($BAC) Bank of America Repays TARP Fund in Full
Bank of America Corporation (BAC) said on Wednesday that it has repaid the entire $45 billion of bailout money it received from the government for its participation in the Troubled Asset Relief Program (TARP) at the height of the credit crisis last year and after its purchase of Merrill Lynch & Co. earlier this year.
The repayment of TARP money followed BofA’s recent completion of a $19.29 billion securities offering. BofA funded the repayment through a combination of cash from its corporate fund and the sale of securities. The securities shall be converted into common stock.
The move will free the bank from government involvement in its affairs and pay restrictions, even though Treasury will hold BofA warrants. Also, the TARP repayment will make it easier for the bank to recruit a new chief executive to replace outgoing CEO Ken Lewis.
Initially, BofA received $25 billion as part of the bailouts.
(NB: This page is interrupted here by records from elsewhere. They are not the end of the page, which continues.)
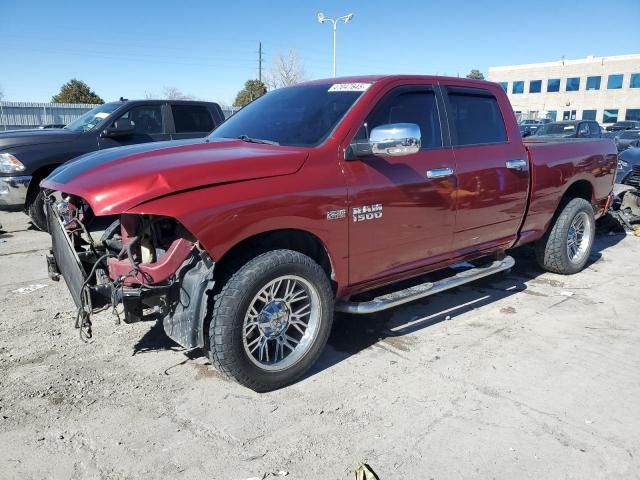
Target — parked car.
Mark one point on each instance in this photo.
(527, 130)
(28, 156)
(629, 167)
(624, 125)
(626, 139)
(570, 129)
(311, 199)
Then the bank received an additional $20 billion in January 2009 after its acquisition of Merrill Lynch, which had billions of dollars in losses not anticipated by BofA.
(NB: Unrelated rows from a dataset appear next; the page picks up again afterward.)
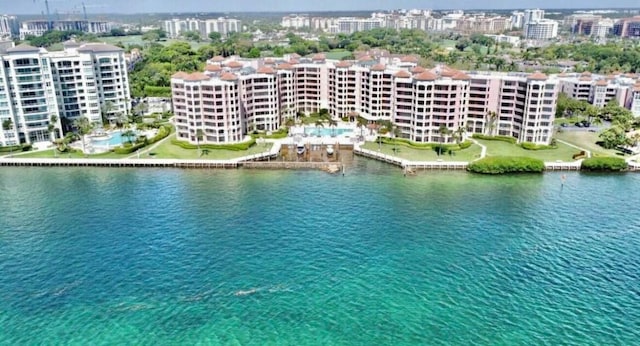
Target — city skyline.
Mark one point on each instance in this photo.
(149, 6)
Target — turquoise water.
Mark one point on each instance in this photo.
(114, 140)
(320, 131)
(126, 256)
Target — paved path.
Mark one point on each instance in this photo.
(483, 153)
(575, 146)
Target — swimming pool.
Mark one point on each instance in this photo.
(115, 139)
(321, 131)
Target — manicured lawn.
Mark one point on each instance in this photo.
(500, 148)
(49, 154)
(412, 154)
(337, 54)
(587, 140)
(137, 39)
(166, 150)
BofA’s pay back of TARP money has increased repayment pressure on Citigroup (C) and Wells Fargo & Company (WFC) which have also received bailout money from the government.
Some large financial firms that have already repaid government funds are JPMorgan Chase & Company (JPM), Morgan Stanley (MS), Bank of New York Mellon Corporation (BK), Goldman Sachs (GS), U.S. Bancorp (USB), American Express Company (AXP), BB&T Corporation (BBT) and State Street Corporation (STT).
With BofA’s payment, the total amount of TARP money repaid so far totals $116 billion. The Treasury expects a total of $175 billion of TARP repayment by the end of 2010.
The repayment of TARP money can be viewed as a sign of recovery of the institutions as well as the economy. The Government intends to use the repaid TARP funds to create new jobs and cut the nation’s fiscal deficit. Also, the full repayment of government money has enabled these firms to protect their executive compensation packages. Restrictions on pay rules as a result of absorbing government money were a major competitive disadvantage for these firms in retaining talented employees.